Currently we just map a subset of the `ggplot2` API.

![](docs/data-visualization-2.1_p1.jpg)
![](docs/data-visualization-2.1_p2.jpg)

* Checks - implemented already
* Crosses - Planned but not yet done

Feel welcome to submit a ticket or PR if some important usecase is missing.

### How to use missing API elements from ggplot2?

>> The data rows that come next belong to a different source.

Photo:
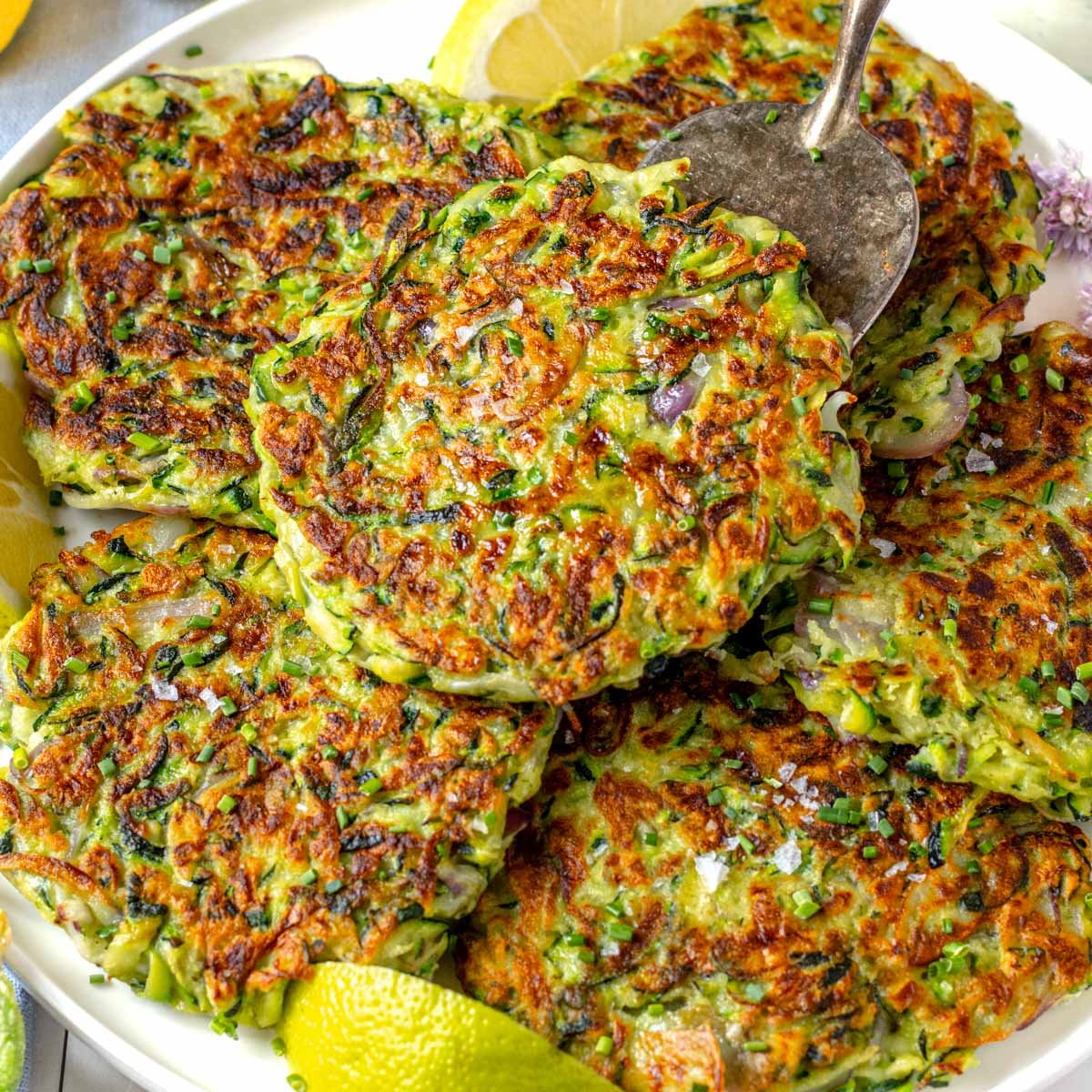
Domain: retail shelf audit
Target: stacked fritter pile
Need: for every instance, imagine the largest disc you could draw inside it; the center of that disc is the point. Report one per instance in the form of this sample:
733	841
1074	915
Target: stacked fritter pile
527	427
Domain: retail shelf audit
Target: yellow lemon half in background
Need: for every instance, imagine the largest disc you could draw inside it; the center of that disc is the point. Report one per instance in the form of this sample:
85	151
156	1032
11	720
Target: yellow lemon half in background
26	535
524	49
354	1029
12	14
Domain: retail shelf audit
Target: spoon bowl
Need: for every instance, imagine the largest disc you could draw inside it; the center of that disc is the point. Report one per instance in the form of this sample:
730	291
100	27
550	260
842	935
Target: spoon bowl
816	170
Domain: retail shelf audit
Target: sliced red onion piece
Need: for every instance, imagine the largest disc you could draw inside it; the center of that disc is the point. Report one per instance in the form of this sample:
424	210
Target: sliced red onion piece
670	403
954	409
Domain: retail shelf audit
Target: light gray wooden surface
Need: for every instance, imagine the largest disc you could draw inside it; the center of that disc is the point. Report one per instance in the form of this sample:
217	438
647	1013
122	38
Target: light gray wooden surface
34	75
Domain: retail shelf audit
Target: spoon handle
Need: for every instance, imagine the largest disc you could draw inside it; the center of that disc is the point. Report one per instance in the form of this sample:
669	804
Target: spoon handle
838	107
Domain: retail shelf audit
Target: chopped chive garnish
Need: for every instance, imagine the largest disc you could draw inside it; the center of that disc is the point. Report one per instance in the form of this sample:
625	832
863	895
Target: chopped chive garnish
148	445
83	399
1029	686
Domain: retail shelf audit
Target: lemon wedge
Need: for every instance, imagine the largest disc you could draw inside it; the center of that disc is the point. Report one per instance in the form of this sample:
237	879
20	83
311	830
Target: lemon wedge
28	538
524	49
12	14
354	1029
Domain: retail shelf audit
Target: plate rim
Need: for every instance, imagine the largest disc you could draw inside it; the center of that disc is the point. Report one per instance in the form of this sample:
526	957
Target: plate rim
27	157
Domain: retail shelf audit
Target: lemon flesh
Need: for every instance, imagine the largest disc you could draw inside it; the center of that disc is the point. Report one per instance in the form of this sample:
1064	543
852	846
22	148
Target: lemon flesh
524	49
28	538
12	14
353	1029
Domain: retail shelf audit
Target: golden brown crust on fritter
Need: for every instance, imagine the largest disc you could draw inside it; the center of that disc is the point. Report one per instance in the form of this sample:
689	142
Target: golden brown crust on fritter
191	224
574	429
731	895
211	802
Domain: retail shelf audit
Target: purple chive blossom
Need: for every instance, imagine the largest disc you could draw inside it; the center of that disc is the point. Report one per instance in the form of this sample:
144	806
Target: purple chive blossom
1066	211
1085	308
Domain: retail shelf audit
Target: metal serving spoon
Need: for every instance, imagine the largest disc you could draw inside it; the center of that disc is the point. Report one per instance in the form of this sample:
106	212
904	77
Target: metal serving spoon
818	172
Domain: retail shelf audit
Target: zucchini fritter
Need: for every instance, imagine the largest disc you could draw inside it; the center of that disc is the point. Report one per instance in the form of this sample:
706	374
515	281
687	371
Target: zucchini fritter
190	223
208	801
577	427
715	894
962	627
976	259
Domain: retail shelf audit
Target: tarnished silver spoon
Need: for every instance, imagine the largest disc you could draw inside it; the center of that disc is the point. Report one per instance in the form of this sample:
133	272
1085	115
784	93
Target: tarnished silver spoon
816	170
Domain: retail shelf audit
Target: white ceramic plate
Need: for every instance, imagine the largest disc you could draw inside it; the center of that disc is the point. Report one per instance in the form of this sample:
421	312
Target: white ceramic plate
168	1052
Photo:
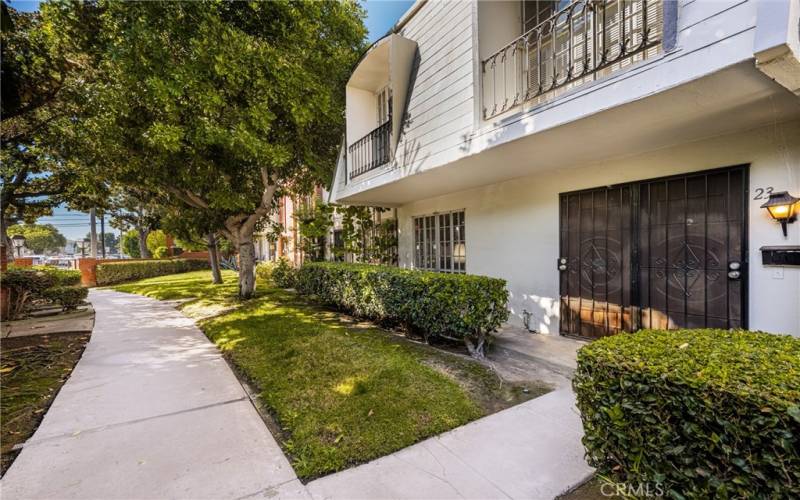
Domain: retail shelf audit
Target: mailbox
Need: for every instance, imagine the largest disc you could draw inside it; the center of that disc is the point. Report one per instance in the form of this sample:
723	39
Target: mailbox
780	256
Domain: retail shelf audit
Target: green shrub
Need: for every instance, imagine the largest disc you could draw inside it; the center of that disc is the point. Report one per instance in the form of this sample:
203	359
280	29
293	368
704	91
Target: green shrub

Since `kravis` just mimics some parts of `ggplot2`, and because user may want to create more custom plots we do support preambles (e.g. to define new geoms) and custom layer specs.

Example

```kotlin
irisData.plot(x = "Species", y = "Sepal.Length", fill = "Species")
.addPreamble("""devtools::source_url("https://git.io/fAiQN")""")
.addCustom("""geom_flat_violin(scale = "count", trim = FALSE)""")
.geomDotplot(binaxis = "y", dotsize = 0.5, stackdir = "down", binwidth = 0.1, position = PositionNudge(-0.025))
.theme(legendPosition = "none")
.labs(x = "Species", y = "Sepal length (cm)")
```

![](.README_images/dot_violin.png)

## How to run tests on your local machine

Run the following commands.

cd misc/docker/kravis_test/ && docker build --progress=plain -t kravis_test .
./gradlew test

## References

You don't like it? Here are some other projects which may better suit your purpose. Before you leave, consider dropping us a [ticket](https://github.com/holgerbrandl/kravis/issues/ticket) with some comments about whats missing, badly designed or simply broken in `kravis`.

GGplot Wrappers

* [gg4clj](https://github.com/JonyEpsilon/gg4clj) Another ggplot2 wrapper written in java

Other JVM visualization libraries ordered by -- personally biased -- usefullness

* [SmilePlot](https://github.com/haifengl/smile#smileplot) provides data visualization tools such as plots and maps for researchers to understand information more easily and quickly.
* [XChart](https://github.com/timmolter/XChart) is a light-weight Java library for plotting data
* [data2viz](https://github.com/data2viz/data2viz) is a multi platform data visualization library with comprehensive DSL
* [Kubed](https://github.com/hudsonb/kubed/) is a Kotlin library for manipulating the JavaFX scenegraph based on data.
* [TornadoFX](https://github.com/edvin/tornadofx/wiki/Charts) provides some Kotlin wrappers around JavaFX
* [plotly-scala](https://github.com/alexarchambault/plotly-scala) which provides scala bindings for plotly.js and works within jupyter
* [breeze-viz](https://github.com/scalanlp/breeze/tree/master/viz) which is a
Visualization library backed by Breeze and JFreeChart
* [grafana](https://grafana.com/) is an open platform for beautiful analytics and monitoring
* [Jzy3d](http://www.jzy3d.org/) is an open source java library that allows to easily draw 3d scientific data: surfaces, scatter plots, bar charts

Other
* https://github.com/bloomberg/bqplot is a plotting library for IPython/Jupyter Notebooks

Vega-lite based
* [Vegas](https://github.com/vegas-viz/Vegas) aims to be the missing MatPlotLib for Scala + Spark
* [altair](https://github.com/altair-viz/altair) provides declarative statistical visualization library for Python
* [vega-embed](https://github.com/vega/vega-embed) allows to publish Vega visualizations as embedded web components with interactive parameters.
* [hrbrmstr/vegalite](https://github.com/hrbrmstr/vegalite) provides R ggplot2 "bindings" for Vega-Lite

## Acknowledgements

Thanks to vega-lite team for making this project possible.

Thanks to the ggplot2 team for providing the best data vis API to date.